ARKANA~  Presiden Prabowo Subianto pada Senin, 8 September 2025, resmi mengumumkan perombakan Kabinet Merah Putih Jilid II. Perhatian publik langsung tertuju pada kursi Menteri Keuangan. Sri Mulyani Indrawati—sosok sentral fiskal selama hampir dua dekade—digantikan oleh Purbaya Yudhi Sadewa, ekonom dengan rekam jejak panjang di kebijakan makroekonomi dan pasar keuangan. Pergantian ini bukan sekadar reshuffle, melainkan sinyal arah baru dalam mengelola keuangan negara di tengah disiplin fiskal yang kian rapuh, defisit membengkak, dan kebutuhan pembiayaan pembangunan yang terus menekan.

Sekretariat Nasional Forum Indonesia untuk Transparansi Anggaran (FITRA) menilai Purbaya masuk ke jabatan barunya dengan warisan pekerjaan rumah yang nyaris tak berujung. FITRA membagi beban itu ke dalam dua ranah besar: masalah internal Kementerian Keuangan, dan persoalan kinerja fiskal yang harus segera dijawab.

Dari sisi internal, masalah pertama adalah transparansi dan partisipasi publik. Studi FITRA bersama International Budget Partnership (IBP) lewat Open Budget Survey (OBS) menunjukkan skor transparansi anggaran Indonesia stagnan di angka 70 dari 100 dalam tiga periode berturut-turut (2019, 2021, 2023). Masalah terbesar: rincian pendapatan negara, realisasi APBN, dan utang disajikan hanya secara makro, terfragmentasi, dan minim detail. Skor partisipasi publik bahkan hanya 26 dari 100. Di level ASEAN, Indonesia tertinggal dari Filipina, Malaysia, dan Thailand. FITRA menilai proses penyusunan, pelaksanaan, monitoring, dan evaluasi APBN cenderung tertutup dengan akses publik sangat terbatas.

Masalah kedua adalah skema remunerasi yang timpang. Berdasarkan Perpres No. 156 Tahun 2014, pejabat eselon I di Kemenkeu menerima tunjangan kinerja hingga Rp46,95 juta per bulan. Itu di luar tunjangan jabatan, keluarga, makan, transportasi, dan lain-lain. Di Direktorat Jenderal Pajak, tunjangan kinerja pejabat eselon I bahkan mencapai Rp84,60 juta hingga Rp113,37 juta, eselon II Rp56,78 juta–Rp81,94 juta, eselon III Rp37,22 juta–Rp46,48 juta, dan eselon IV Rp22,93 juta–Rp28,76 juta. Sementara itu, Menteri Keuangan menerima tunjangan kinerja sebesar 150% dari nilai tertinggi di instansi tersebut. FITRA mempertanyakan relevansi angka-angka fantastis ini di tengah jargon efisiensi yang justru memangkas belanja publik.

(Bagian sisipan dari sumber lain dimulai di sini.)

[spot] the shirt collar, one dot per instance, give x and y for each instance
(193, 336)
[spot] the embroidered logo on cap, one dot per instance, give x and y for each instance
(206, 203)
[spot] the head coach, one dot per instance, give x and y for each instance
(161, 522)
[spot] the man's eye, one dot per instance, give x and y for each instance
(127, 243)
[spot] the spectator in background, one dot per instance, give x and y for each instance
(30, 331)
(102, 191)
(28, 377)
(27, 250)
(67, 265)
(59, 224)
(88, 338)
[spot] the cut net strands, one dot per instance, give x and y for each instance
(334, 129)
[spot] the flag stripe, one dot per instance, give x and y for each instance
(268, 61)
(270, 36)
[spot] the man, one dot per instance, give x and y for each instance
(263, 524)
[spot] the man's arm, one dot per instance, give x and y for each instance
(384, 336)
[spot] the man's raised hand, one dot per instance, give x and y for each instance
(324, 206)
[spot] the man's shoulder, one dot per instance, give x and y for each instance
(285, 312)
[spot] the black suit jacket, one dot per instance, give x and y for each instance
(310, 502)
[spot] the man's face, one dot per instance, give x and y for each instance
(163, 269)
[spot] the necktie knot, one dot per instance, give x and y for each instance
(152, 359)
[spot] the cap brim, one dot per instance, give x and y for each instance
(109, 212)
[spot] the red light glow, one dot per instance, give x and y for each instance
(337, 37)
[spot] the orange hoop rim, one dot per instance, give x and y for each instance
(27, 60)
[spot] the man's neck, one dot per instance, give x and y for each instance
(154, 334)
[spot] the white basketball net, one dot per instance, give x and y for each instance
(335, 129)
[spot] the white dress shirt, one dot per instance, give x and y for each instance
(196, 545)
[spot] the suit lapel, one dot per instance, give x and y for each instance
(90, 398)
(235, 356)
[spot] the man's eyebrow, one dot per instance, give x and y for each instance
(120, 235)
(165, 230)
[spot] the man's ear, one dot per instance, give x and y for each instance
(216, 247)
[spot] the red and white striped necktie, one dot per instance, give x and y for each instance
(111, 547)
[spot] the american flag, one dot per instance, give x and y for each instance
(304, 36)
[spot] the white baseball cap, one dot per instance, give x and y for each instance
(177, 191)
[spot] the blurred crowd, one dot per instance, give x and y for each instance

FITRA juga menyoroti 39 pegawai Kementerian Keuangan yang masih merangkap jabatan di BUMN hingga kini. Selama kepemimpinan Sri Mulyani, tak ada langkah tegas membersihkan praktik rangkap jabatan dan konflik kepentingan ini. Belum lagi pekerjaan rumah untuk menyegerakan pemisahan kelembagaan Badan Pendapatan dari Kemenkeu agar pendapatan negara dikelola lebih profesional.

Namun tantangan sesungguhnya ada pada kinerja fiskal. Purbaya masuk dengan janji menggenjot pertumbuhan ekonomi agar rakyat sibuk bekerja dan tak sempat berdemonstrasi. Nyatanya, pertumbuhan ekonomi masih stagnan di 5%, dan validitas angka ini pun dipertanyakan. Konsumsi rumah tangga rata-rata hanya 4,87% dalam tiga tahun terakhir (2022–2024). Tingkat pengangguran terbuka (TPT) mencapai 4,78% pada 2024, tertinggi di ASEAN. Gini ratio Maret 2025 bertengger di 0,375, menunjukkan kesenjangan masih lebar. Program perlindungan sosial seperti PKH, Kartu Sembako, PIP, dan subsidi masih banyak salah sasaran.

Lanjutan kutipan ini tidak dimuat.